I got to the backup site a few moments later with my stomach in my throat... what if it was full? What if a lot of people were out here this weekend? My friends weren't arriving for another two or more hours at least and we had no way to communicate. All was fine, one other small tent and a few other sites for their tents, so no problems. I set up my Solplex tent and hit the sack. Next thing I know my friends were here and setting up. I looked at the time... 4AM. Jeeze. I'm sure I'd hear the story the next morning.

I had to layer up in the morning while filling up at the stream. I love the blackrock gear hats... very warm, expert construction, great fit, and lighter than any hat I've ever had before. While filling up water, I heard stories of many delays from the night before but nothing exciting. At least it wasn't raining, right?

This picturesque, cold and crystal-clear mountain brook actually holds a select few beautiful wild trout. I've seen a few of them "hanging out" in some unnamed pools. Unfortunately, this is all private Ausable-club owned land, and therefore you cannot fish it. At some point there is a cutoff with state land, but likely that upper section is too washed out to hold any fish worthy of spending time hunting for.

We set out on the trail to the ridgeline in the morning fog. Some blue sky threatened to show through, but it was a real battle and the clouds were clearly winning. We ascended wet roots... while it wasn't raining, a fine mist hovered in the air. Mist floated here and there as the micro-climates of the forest fought the changing air temperatures. 

Even if the views of the valley were not revealing themselves, we had plenty to marvel at, with mysteriously flat and moss-covered cliffs that towered into the cloud of fog above.

Then the trail just goes up the rock to another col and an all-enveloping mist...

Soon we were at the top of Colvin and soaking in the "view."

I wanted to make sure to capture the emotion of this moment so I used my iphone's video camera. I hadn't brought my nice camera for this trip...

We didn't stay long, we still needed to get out to Blake's peak and back. We decided to find some shelter between the peak and the col on the other side to eat some lunch before summiting Blake's-peak. Some ants were also eating lunch with us, devouring a tree next to me. Everything was dripping but there was no actual rain falling.

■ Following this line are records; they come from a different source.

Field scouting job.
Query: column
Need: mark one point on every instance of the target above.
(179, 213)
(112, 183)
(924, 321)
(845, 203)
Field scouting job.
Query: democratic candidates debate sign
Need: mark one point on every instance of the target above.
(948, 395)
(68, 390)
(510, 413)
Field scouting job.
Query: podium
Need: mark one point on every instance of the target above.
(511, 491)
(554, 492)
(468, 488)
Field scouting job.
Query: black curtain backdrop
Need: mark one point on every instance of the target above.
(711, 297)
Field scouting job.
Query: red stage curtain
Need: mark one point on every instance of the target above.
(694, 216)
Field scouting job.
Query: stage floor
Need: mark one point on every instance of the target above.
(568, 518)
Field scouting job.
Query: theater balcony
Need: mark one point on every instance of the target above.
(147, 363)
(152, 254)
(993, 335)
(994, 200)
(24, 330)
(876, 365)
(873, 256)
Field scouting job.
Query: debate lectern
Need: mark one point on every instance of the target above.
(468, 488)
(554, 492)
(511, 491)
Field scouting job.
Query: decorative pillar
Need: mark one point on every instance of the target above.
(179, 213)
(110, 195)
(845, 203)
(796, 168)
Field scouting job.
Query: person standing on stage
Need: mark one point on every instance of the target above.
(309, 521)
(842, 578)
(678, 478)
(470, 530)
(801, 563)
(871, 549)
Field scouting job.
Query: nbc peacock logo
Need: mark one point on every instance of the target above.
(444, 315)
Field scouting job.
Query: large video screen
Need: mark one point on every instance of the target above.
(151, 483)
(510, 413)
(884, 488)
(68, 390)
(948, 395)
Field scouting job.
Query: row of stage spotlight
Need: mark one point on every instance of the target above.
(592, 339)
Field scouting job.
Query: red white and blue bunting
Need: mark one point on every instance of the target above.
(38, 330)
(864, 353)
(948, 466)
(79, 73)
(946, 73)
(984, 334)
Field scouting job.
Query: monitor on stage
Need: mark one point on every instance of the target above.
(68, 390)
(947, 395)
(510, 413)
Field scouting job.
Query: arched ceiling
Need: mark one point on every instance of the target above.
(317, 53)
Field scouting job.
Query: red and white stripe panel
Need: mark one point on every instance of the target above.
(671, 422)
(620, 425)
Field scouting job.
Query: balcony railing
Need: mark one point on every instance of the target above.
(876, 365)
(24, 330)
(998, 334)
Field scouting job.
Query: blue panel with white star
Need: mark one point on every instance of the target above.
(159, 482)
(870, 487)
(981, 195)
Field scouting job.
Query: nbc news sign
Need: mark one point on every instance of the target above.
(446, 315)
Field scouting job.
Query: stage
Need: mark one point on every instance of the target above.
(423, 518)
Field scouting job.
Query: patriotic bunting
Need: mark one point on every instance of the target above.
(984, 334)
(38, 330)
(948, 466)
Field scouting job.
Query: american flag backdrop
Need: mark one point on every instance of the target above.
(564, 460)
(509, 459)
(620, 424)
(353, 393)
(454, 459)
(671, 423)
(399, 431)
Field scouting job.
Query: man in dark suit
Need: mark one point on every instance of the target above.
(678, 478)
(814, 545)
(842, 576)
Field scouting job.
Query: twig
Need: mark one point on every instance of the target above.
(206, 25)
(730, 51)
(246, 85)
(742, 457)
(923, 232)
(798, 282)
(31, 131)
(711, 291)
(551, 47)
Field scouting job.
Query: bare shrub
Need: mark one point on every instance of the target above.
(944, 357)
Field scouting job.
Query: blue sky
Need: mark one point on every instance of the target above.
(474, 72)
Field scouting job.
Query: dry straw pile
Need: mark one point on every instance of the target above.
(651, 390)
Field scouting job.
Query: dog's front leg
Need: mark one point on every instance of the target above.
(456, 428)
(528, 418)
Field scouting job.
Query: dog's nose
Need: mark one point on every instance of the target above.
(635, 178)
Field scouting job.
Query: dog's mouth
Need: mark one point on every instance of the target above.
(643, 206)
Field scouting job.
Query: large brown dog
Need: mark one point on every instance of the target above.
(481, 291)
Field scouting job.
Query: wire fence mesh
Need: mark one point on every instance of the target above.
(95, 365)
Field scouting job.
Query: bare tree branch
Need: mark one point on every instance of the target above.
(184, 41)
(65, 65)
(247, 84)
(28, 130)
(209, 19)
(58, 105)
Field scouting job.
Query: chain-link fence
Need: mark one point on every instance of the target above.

The view from the col, then Blake's peak was upon us.

On the way back we could see some of the surrounding mountains and valley. Lichen covered everything... trees, rock, earth.

On the way back I was damp and tired so I didn't take many more photos. It all sort of looked like this:

Not so bad, eh?

We got back after dark and destroyed a few packets of ramen and whatever cookies we had left from the day. Hitting the hay early was not even a question and frankly I was extremely impressed with my friends having been so all-out after so little sleep, not only with no complaints, but eating it all up with joy. Now that's proper peak-bagging attitude right there. I don't know if I would have been as excited as they were had I come later with them... the extra two hours of sleep was likely keeping me going.

The next day we woke to some sun and the regret that comes along with being on the ridge, peaking, on "the wrong day..." it was nagging me. But is there ever really a wrong day for an adventure, I reassured myself? We were all happy about the experience the day before, views or no views, so I pushed through it with a smile.

On the way home I stopped at a favorite road side pull-off to snap a photo and spot for late-season fish. I was cold and saw no surface-action so I didn't even wet my line. It was more of an after-thought than anything else.

This lonely tree stood as a beacon in all of its grand color on this partly-cloudy day.

The hike was over, fall was taking hold in the mountains, and another few peaks had been crossed off our list. I said goodbye to good-ol' route 73 and headed home with a great feeling, knowing that soon I'd return to another part of the Adirondacks to fish for Native Brook trout in the West Canada Lakes Wilderness. But that will have to wait for another post!